Uno de los principales está ligado a que su fuerza está principalmente concentrada en los contratistas temporales, y no en el personal de planta. 

Según nos dijeron en el sindicato, de los 18 mil afiliados, solo 3 mil son empleados directos de Ecopetrol.

“Su fuerza es muy gaseosa. Muchos de los afiliados tienen contratos de solo unos meses”, dijo a La Silla  un mando medio de Ecopetrol que ha trabajado en la empresa más de una década. 

Eso ha afectado directamente la representatividad política de la USO debido a que no tiene bases cohesionadas y alineadas para moverse.

Por ejemplo, aunque en la USO hay presencia del sindicalismo clasista (Partido Comunista, Colectivo Guillermo Marín, Poder y Unidad Popular), sindicalismo Polo Democrático (Moir) y sindicalismo democrático (Progresistas y la tendencia PTC), quienes se afilian no responden en su gran mayoría a un criterio político.

Según nos contaron cuatro personas que han tenido vínculos laborales con Ecopetrol, dos de las cuales estuvieron afiliadas en la USO, la idea de estar en el sindicato es más utilitarista. 

“Mucha gente llega y le dicen que se afilie que eso significa que lo van a defender si lo despiden irregularmente o cosas así, y al que le suena lo hace, pero solo por eso”, nos dijo una de esas fuentes que nos pidió la reserva de su nombre porque trabaja en Ecopetrol. “A nadie le gusta mezclar la política del sindicato con el trabajo y menos a los contratistas”.
  
La minada de la USO también ha tenido que ver con una baja en su credibilidad, debido a que dentro de Ecopetrol un sector cree que en los últimos años los empleados han perdido beneficios (eso está más ligado a la caída de precios del petróleo) porque el sindicato no responde a los intereses de los empleados. 

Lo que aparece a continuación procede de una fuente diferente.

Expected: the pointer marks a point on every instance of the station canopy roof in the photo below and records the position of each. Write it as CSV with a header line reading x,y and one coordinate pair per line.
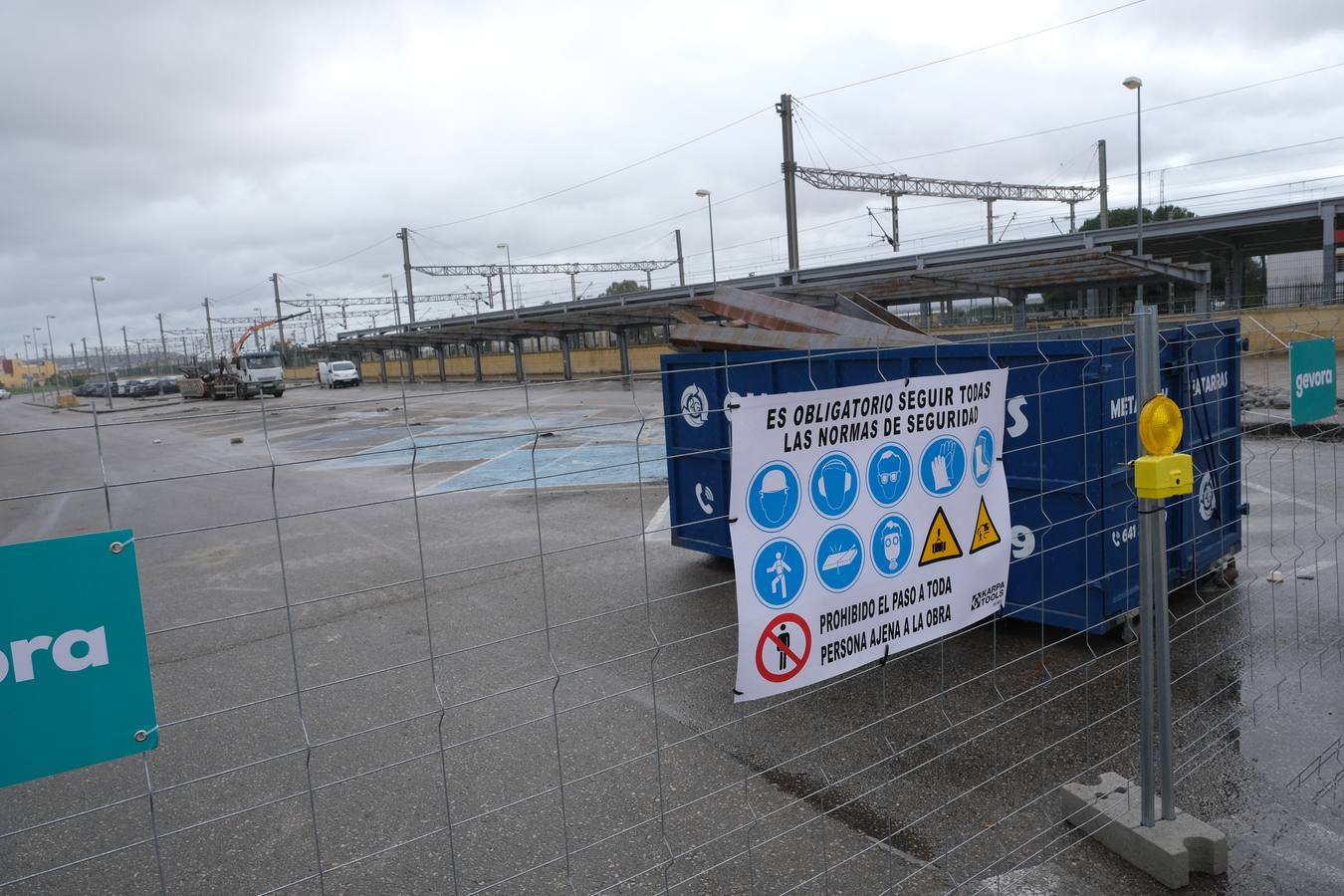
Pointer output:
x,y
1176,251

“El poder que tenía (la USO) ya no es nada. Ya la gente no se afilia, los que están son los viejitos que no entraron en pensiones. Muchos beneficios se perdieron debido a la caída de precios del petróleo y la gente ya no se afilia”, nos contó un exfuncionario de Ecopetrol. Dos fuentes más, un contratista y un excontratista, nos dieron una versión similar. 

Todo eso sin contar que en toda la industria empezaron a crearse nuevos sindicatos que también están peleando afiliados y poder.

Cesar Loza, presidente de la USO, le dijo a La Silla que esa percepción no era cierta. 

“La USO sigue siendo una organización muy fuerte, tenemos capacidad de interlocución y de movilización. En tres meses vamos de cara a un proceso de negociación con Ecopetrol en el que vamos a luchar contra la idea de seguir privatizando la empresa y los derechos de los trabajadores”, explicó el líder sindical. “La dispersión tiene que ver más con un tema de redes sociales porque ya la gente se da por enterada de todo a través de ese canal”

La versión de Loza contrasta con los resultados de sus últimas manifestaciones, que en el caso de Barrancabermeja, donde está concentrada  buena parte de su fuerza, no han sido muy concurridas. 

Por eso, la percepción es que aunque la USO dice que su fuerza electoral se traduce en los votos de los 18 mil afiliados con sus núcleos familiares, en la práctica el apoyo es sustancialmente menor y termina teniendo un efecto más simbólico para Petro.